JUSTIN HEBERT
Memorial Wall
Silvana WA
Parents mourn after news of soldier's death in Iraq

THE ASSOCIATED PRESS
The Olympian Online
Originally published Tuesday, August 5, 2003
• Operation Iraqi Freedom section
SILVANA -- Justin Hebert's parents signed the paperwork enlisting him in the Army because he was only 17 and couldn't join on his own.
Now, nearly three years later, they are mourning his death.
Hebert, a 20-year-old paratrooper with the Army's 173rd Airborne Brigade, was killed in an attack on his convoy in Kirkuk, Iraq, on Friday. Three other soldiers were wounded.
"He was on patrol when his vehicle was struck by a rocket propelled grenade," an Army spokesman confirmed Monday.
The spokesman, who refused to give his name, said Hebert was a fire support specialist with the brigade, based at Camp Ederle, Italy.
Hebert's father, Bill Hebert, said the news came with a knock on the door from two soldiers.
"We hate to give you the bad news," he recalled they said, "but your son has been killed in action."
He was the first soldier from Snohomish County to die in Iraq, The Herald of Everett reported Sunday.
Chad Winterhalter, 20, had known Hebert since the fifth grade and played football with him. He said Hebert had a knack for making people laugh.
"There was nobody like him," Winterhalter told The Herald. "We had our childhood fights, but I could never stay mad at him, and when I'd run into him everything was fine. And when he grew up and wanted to go into the Army, I encouraged him to go for his goals."
Hebert was the 52nd soldier to die in combat in Iraq since President Bush declared major fighting over on May 1, The Herald reported.
So far, 167 soldiers have died in the Iraq war, 20 more than during the 1991 Gulf War.
Robin Hebert said her son joined the Army to get an education and see the world. He and a buddy, Brett Rickard, enlisted just after they graduated from Arlington High School in June 2001.

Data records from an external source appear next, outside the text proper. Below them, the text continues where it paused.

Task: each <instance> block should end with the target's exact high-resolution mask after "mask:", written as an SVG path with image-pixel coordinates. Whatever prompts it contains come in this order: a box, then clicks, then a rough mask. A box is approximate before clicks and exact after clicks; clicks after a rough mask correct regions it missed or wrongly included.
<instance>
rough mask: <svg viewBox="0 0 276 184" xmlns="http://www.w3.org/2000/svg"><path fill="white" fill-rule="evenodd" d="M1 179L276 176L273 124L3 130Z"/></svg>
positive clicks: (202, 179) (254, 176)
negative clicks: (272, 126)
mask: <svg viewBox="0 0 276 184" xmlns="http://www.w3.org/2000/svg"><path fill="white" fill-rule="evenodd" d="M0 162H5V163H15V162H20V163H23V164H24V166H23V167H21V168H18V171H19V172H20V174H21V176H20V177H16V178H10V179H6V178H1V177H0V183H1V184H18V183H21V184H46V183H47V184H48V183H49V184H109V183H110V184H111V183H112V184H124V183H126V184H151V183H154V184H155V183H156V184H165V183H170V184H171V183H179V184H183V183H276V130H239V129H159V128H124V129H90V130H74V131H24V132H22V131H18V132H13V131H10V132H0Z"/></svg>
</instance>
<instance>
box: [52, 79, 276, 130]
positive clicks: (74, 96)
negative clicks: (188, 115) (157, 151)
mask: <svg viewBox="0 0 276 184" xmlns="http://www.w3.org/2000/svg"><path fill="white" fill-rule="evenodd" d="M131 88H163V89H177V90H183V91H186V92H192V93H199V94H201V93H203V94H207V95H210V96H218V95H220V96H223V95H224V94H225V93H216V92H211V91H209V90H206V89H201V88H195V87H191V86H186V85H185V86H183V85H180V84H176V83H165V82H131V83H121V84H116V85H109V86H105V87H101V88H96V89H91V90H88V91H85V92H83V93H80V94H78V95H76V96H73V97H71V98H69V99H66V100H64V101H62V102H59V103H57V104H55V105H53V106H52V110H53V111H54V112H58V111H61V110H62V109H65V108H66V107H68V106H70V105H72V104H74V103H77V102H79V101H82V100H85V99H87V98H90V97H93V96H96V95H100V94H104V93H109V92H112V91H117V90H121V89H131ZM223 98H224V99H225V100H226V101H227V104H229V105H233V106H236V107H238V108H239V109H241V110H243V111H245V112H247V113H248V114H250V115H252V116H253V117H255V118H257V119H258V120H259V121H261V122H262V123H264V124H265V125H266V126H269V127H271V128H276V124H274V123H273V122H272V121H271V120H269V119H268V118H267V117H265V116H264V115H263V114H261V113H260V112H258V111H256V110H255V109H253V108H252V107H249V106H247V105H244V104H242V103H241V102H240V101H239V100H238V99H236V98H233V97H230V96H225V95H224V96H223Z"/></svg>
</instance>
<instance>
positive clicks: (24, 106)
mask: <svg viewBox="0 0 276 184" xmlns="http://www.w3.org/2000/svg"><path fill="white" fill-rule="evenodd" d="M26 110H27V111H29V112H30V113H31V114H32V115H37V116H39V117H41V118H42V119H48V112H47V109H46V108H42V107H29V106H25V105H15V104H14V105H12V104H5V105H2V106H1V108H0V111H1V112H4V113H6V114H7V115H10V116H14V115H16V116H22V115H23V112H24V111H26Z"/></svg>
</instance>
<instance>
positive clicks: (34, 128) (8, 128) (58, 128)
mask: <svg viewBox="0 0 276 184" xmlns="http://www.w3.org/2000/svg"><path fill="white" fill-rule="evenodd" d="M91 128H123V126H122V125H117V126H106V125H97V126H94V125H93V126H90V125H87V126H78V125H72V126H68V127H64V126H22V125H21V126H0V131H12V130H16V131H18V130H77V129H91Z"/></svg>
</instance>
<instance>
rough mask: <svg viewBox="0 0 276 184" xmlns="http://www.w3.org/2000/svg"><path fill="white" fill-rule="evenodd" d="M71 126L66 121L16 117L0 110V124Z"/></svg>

Hebert never told his parents he was taking the tests to qualify for the Army. He came home when he was ready to join and asked his parents to sign off on it because he was 17 and needed their signatures.
"We're worried, very worried and scared -- but very proud of him," Robin Hebert said in a March interview with The Herald.
He was stationed in Italy at the time, but told his mother he would be leaving soon for Iraq.
"He said he was going to the bad land, and I figured it would be Iraq," she said. "I knew he was going to be in it."
After the regular phone calls ceased, Robin Hebert remained anxious for any news involving her son. "I've been waking up to CNN and going to bed with CNN," she said in March.
Since Rickard and Hebert enlisted, yellow ribbons have hung from trees on Silvana's main drag. And in the front window of Willow and Jim's Country Cafe is a poster with the photos of the two.
Rickard, a paratrooper with the Army's 82nd Airborne Division, served in Afghanistan fighting Taliban and al-Qaida holdouts in mountainous Hemand Province.